Recommandation du comité

Recommandation du comité
  1. 1029. Au vu des conclusions intérimaires qui précèdent, le comité invite le Conseil d'administration à approuver les recommandations suivantes:
    • a) Le comité demande au gouvernement d'envoyer de toute urgence des observations précises sur l'allégation relative à l'attaque violente contre la personne de Rafael Gutiérrez, fondateur et président de l'UGTC. Le comité souligne que le droit des travailleurs de constituer des organisations de leur choix implique notamment la possibilité effective de créer, dans un climat de pleine sécurité, des organisations indépendantes tant de celles qui existent déjà que de tout parti politique.
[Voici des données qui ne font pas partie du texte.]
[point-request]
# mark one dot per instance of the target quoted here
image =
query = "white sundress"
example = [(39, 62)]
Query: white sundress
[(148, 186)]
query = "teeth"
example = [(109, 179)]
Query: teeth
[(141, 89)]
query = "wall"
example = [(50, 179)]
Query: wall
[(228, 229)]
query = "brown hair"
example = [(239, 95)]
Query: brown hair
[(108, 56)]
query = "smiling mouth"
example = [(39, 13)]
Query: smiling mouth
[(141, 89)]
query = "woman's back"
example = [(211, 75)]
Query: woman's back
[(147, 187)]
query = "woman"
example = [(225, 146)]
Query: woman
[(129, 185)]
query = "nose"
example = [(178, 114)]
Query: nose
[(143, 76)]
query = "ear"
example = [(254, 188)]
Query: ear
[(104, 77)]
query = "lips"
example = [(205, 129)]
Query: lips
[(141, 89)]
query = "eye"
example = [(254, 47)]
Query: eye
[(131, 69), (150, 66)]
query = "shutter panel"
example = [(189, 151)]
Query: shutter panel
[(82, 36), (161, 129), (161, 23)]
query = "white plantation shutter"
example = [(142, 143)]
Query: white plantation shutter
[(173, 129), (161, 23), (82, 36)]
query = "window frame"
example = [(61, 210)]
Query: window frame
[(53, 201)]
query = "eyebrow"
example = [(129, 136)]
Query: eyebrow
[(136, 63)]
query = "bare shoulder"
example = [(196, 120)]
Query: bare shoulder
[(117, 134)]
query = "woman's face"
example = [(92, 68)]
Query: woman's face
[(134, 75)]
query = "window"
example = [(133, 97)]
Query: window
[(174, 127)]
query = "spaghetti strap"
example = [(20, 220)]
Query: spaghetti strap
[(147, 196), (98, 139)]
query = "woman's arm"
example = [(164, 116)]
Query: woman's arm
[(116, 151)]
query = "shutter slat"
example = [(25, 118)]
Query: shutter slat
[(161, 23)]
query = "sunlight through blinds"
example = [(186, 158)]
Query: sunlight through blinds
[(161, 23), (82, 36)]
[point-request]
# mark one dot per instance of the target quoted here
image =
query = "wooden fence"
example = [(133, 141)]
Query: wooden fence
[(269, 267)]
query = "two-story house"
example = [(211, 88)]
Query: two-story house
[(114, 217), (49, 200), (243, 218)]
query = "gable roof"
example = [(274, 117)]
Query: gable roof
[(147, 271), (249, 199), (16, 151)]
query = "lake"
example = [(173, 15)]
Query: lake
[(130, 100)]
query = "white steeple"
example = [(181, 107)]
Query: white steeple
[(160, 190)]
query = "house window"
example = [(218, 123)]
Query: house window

    • b) Le comité prie instamment le gouvernement de communiquer sans tarder ses observations sur la détention de M. Rafael Gutiérrez (président de l'UGTC) pendant quarante-huit heures et signale à l'intention du gouvernement que l'arrestation par les autorités de syndicalistes sans mandat d'arrestation, ou sans que soit prouvé qu'un chef d'inculpation existe, constitue une violation manifeste de la liberté syndicale.
    • c) Le comité demande au gouvernement d'envoyer des informations précises sur l'absence de réponse du ministère de la Justice à la demande d'enregistrement et de reconnaissance de la personnalité juridique de l'Union générale des travailleurs de Cuba (UGTC) et de se prononcer sans délai sur ce point, en tenant pleinement compte du fait que, conformément à l'article 2 de la convention no 87, les travailleurs et les employeurs, sans distinction d'aucune sorte, ont le droit, sans autorisation préalable, de constituer des organisations de leur choix, ainsi que celui de s'affilier à ces organisations.
    • d) Le comité signale à l'attention du gouvernement que l'assistance ou l'appui que peut apporter toute organisation syndicale internationale pour la constitution, la défense ou le développement d'organisations syndicales nationales est une activité syndicale légitime.